The economic downturn resulting from the United States’ war in Iran could last months, or potentially years, U.S. Sen. Mark Warner said Thursday at a campaign stop in Fredericksburg.
It would be one thing if just gas prices were up, he told the Free Press after a veterans’ roundtable event at The Griffin on Charles, but so are the costs of diesel, fertilizer and other products.
Warner, Virginia’s senior senator who is seeking a fourth term this year, said he keeps thinking even his Republican peers will eventually get fed up with President Donald Trump’s military tactics. But that hasn’t happened.
“There have been so many times when I thought, ‘OK, this will be the breaking point,’” he said.
Those comments followed a wide-ranging discussion of current military action and veterans topics Warner conducted with Democratic Party mates U.S. Sen. Tim Kaine, Rep. Eugene Vindman and Del. Stacey Carroll, as well as Fredericksburg-area veterans.

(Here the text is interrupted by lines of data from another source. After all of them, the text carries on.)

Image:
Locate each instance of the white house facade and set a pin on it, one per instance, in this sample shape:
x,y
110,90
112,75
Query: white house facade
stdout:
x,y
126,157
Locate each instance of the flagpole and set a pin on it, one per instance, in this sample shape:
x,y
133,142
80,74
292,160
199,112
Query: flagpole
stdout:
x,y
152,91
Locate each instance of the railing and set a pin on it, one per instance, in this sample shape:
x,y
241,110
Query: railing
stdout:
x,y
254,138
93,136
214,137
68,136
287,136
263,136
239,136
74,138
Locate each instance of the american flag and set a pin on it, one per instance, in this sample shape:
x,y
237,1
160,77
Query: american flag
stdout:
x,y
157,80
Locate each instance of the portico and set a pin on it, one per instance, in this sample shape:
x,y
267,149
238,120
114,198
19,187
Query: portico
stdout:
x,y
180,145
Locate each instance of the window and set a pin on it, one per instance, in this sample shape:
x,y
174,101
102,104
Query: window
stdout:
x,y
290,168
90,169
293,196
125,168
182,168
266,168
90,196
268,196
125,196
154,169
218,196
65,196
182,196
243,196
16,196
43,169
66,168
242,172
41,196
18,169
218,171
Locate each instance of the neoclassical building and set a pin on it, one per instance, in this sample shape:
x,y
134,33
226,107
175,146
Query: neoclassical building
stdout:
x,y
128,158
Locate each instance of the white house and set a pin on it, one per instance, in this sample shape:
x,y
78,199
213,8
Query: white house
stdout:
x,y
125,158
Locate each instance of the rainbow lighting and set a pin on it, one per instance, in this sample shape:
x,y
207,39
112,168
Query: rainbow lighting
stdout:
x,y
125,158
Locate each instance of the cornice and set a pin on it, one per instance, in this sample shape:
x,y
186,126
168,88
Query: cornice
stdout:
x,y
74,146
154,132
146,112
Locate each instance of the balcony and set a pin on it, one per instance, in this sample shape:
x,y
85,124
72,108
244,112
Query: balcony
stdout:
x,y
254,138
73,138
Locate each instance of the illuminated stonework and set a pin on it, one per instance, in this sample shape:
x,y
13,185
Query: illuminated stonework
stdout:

The first subject Warner brought up was the Veterans Affairs Health Care Center in Spotsylvania County. And, as he and Kaine have expressed before, he said he is concerned that, after a year in operation, the clinic still isn’t fully staffed.
However, the lawmaker added, “It’s as world-class as anything around. We know that there are hiring issues, and any new facility takes a while.”
While opening a regional operation is always a challenge, Warner said, it’s been “exacerbated by the Trump administration’s war on federal employees writ large, but, specifically, their war on the VA.”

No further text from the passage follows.